Appellant next argues that, as the court defined unavoidable accident, the jury could have believed that appellee's employees might have been at fault, but not appellee, and also, that as the issue was framed, the jury could have believed that if a stranger knocked the bottle off the shelf, the accident was unavoidable even though the jury believed that appellee owed appellant a duty to prevent harm from flowing to her from the consequences.
Appellee answers (1) that the court used "either party" in its definition of unavoidable accident, and it is farfetched to think the jury took that to mean that it excluded agents, and (2) that the appellant, in asking that the definition of unavoidable accident include "any party to the event" (as opposed to any party to the suit), would have led the jury to speculate as to whom that included and would be contrary to Texas law.

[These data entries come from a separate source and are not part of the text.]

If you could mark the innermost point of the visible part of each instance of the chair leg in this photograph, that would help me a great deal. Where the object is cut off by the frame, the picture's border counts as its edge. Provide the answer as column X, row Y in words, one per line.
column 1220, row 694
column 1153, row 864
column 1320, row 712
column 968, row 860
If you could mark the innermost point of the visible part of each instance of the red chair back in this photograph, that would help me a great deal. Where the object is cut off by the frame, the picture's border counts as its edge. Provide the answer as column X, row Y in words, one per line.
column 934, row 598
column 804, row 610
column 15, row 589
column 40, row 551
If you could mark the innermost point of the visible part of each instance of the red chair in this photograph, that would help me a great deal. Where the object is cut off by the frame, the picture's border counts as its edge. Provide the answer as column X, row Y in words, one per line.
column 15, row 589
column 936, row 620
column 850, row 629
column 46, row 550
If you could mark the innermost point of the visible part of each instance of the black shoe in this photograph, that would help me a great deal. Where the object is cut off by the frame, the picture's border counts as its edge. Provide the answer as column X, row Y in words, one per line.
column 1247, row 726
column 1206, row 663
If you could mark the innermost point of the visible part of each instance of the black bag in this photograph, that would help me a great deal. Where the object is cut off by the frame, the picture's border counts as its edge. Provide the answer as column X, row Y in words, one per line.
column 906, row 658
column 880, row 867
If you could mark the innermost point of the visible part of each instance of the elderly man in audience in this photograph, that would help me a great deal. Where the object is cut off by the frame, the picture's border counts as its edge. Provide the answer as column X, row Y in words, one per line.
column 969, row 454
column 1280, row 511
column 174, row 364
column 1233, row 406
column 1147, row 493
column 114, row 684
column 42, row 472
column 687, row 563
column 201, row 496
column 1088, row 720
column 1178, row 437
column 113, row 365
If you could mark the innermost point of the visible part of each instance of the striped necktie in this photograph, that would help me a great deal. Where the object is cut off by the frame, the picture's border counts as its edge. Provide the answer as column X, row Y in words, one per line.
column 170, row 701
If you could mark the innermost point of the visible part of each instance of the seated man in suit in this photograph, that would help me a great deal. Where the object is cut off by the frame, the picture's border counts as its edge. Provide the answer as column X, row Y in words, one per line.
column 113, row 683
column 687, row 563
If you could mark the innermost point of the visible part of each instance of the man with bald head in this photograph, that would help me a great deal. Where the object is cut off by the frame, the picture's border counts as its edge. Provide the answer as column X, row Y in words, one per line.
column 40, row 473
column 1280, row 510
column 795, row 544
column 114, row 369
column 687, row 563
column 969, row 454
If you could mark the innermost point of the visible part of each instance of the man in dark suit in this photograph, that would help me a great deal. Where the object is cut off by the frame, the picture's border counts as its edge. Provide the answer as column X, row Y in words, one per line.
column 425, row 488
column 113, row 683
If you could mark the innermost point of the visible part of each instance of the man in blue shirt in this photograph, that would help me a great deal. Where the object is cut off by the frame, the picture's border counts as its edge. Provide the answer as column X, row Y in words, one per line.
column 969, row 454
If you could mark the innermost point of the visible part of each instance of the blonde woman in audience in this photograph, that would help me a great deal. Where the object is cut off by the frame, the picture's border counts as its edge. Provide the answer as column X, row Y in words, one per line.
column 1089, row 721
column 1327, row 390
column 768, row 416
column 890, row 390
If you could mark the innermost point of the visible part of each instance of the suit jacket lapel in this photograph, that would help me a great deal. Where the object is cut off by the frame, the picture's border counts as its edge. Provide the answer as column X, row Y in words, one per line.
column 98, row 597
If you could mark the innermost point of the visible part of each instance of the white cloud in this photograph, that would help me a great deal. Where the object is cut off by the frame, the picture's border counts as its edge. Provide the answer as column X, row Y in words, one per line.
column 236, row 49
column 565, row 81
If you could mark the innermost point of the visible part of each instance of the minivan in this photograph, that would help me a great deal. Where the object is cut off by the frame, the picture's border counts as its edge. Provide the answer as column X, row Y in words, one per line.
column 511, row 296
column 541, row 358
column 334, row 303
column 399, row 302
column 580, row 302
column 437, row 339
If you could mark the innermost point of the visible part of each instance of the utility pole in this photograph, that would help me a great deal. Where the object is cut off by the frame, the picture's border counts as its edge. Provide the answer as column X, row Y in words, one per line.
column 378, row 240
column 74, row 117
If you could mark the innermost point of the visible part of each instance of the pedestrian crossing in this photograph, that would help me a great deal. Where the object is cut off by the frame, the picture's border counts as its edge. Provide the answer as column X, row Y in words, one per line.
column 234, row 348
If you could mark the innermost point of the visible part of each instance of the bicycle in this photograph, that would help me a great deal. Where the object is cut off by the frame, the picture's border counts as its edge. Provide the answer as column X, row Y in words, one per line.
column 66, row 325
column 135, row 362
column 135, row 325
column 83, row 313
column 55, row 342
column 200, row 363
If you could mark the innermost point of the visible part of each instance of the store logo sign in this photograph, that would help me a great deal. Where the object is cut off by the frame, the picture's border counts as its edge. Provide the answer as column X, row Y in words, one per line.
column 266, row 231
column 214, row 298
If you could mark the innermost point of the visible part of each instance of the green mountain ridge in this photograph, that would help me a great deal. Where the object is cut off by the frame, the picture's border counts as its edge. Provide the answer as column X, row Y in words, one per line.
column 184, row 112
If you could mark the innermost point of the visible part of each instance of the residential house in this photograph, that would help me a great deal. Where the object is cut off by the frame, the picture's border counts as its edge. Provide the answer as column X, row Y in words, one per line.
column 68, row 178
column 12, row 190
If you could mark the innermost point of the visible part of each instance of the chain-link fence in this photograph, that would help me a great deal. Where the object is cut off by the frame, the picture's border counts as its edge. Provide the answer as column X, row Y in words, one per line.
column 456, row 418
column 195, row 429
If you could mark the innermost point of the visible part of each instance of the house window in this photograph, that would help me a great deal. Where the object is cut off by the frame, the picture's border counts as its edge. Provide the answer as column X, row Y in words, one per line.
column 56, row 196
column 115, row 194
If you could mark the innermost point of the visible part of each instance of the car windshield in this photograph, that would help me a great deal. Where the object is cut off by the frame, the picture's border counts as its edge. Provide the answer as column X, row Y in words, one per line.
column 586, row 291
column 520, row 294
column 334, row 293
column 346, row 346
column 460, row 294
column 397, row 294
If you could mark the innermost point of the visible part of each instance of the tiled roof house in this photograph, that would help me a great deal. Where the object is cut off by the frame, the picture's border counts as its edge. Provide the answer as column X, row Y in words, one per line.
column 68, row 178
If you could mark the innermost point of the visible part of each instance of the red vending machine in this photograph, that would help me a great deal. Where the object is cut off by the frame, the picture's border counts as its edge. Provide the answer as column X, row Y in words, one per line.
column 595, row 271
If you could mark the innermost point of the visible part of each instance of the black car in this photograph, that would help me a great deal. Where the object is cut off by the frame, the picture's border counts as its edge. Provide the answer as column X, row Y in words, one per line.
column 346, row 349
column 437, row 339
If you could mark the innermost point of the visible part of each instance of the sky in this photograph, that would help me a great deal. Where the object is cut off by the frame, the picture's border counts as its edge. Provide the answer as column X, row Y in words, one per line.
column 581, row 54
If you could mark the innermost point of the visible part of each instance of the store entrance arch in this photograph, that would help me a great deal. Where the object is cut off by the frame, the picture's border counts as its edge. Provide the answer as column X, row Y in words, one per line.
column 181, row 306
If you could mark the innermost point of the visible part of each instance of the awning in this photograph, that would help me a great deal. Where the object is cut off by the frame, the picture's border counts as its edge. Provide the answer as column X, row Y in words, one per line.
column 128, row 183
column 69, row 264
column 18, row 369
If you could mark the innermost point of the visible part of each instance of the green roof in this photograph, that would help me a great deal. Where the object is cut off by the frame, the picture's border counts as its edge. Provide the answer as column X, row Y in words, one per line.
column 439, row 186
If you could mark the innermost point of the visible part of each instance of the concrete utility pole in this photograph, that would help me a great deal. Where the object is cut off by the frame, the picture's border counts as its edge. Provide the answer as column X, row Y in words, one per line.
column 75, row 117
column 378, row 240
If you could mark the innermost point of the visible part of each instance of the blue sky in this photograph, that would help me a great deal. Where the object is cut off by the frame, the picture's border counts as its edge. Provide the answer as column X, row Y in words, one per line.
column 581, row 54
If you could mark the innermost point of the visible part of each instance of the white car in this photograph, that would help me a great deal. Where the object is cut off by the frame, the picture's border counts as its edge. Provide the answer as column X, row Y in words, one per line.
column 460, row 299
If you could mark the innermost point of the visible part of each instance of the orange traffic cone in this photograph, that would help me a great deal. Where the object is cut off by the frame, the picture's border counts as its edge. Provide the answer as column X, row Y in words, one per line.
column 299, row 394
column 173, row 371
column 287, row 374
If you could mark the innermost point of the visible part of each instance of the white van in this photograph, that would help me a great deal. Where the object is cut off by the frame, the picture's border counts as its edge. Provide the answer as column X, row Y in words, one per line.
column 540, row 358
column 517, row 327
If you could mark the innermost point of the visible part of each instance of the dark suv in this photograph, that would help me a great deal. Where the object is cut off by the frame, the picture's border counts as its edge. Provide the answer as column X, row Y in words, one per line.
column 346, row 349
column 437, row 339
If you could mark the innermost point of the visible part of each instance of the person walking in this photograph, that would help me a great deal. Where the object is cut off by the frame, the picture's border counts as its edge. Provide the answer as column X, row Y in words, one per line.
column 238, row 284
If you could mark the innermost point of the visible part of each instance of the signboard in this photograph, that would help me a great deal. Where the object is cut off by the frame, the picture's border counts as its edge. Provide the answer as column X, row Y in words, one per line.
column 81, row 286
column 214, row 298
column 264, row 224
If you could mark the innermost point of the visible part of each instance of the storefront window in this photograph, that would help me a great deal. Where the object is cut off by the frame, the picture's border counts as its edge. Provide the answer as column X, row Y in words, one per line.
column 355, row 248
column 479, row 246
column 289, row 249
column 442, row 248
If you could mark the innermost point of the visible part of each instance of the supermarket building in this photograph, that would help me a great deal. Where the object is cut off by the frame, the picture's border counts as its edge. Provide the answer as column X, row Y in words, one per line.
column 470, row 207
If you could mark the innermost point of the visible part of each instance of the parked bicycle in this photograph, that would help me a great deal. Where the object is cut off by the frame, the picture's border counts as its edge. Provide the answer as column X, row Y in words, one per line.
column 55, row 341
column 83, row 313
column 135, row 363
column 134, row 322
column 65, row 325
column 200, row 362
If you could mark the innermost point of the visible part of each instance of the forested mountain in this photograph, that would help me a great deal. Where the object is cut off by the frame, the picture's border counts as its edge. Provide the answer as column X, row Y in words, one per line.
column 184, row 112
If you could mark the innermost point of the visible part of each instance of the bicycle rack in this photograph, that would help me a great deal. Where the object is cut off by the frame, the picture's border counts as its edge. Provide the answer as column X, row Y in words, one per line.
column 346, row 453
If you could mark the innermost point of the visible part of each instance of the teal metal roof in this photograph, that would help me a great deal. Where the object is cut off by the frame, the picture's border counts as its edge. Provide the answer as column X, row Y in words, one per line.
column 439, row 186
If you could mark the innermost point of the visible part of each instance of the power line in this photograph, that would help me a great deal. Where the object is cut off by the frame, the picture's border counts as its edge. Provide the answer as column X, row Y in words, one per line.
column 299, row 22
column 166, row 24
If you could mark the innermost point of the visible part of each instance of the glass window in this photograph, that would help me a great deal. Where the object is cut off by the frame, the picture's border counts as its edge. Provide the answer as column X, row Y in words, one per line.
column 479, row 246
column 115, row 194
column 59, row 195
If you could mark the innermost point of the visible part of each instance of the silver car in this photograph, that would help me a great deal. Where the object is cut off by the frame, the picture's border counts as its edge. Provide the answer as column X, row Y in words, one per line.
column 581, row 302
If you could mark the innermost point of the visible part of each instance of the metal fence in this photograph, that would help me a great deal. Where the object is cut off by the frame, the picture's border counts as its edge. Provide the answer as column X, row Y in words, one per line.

Appellant next complains that the trial court erred in placing the "unavoidable accident" interrogatory as number two on the list of interrogatories and instructing the jury not to answer the others if they answered this one in the affirmative that this was error, because appellant was entitled to have a jury finding on primary negligence. Appellee answers that the order of submitting special issues is discretionary and that besides the appellant did not make this objection below and may not make it now.
Lastly, appellant argues that the court erred in failing to give an explanatory charge that appellant had no duty to inspect the aisle and could assume it to be safe, although she could not close her eyes to obvious dangers.
Appellee answers that this objection was not made below and was not raised in the motion for a new trial, and that, at any rate, the jury, having answered the question as it did, never got to the point where such an explanation would have been useful.
We are of the view that no reversible error is made to appear, and that the judgment must be affirmed.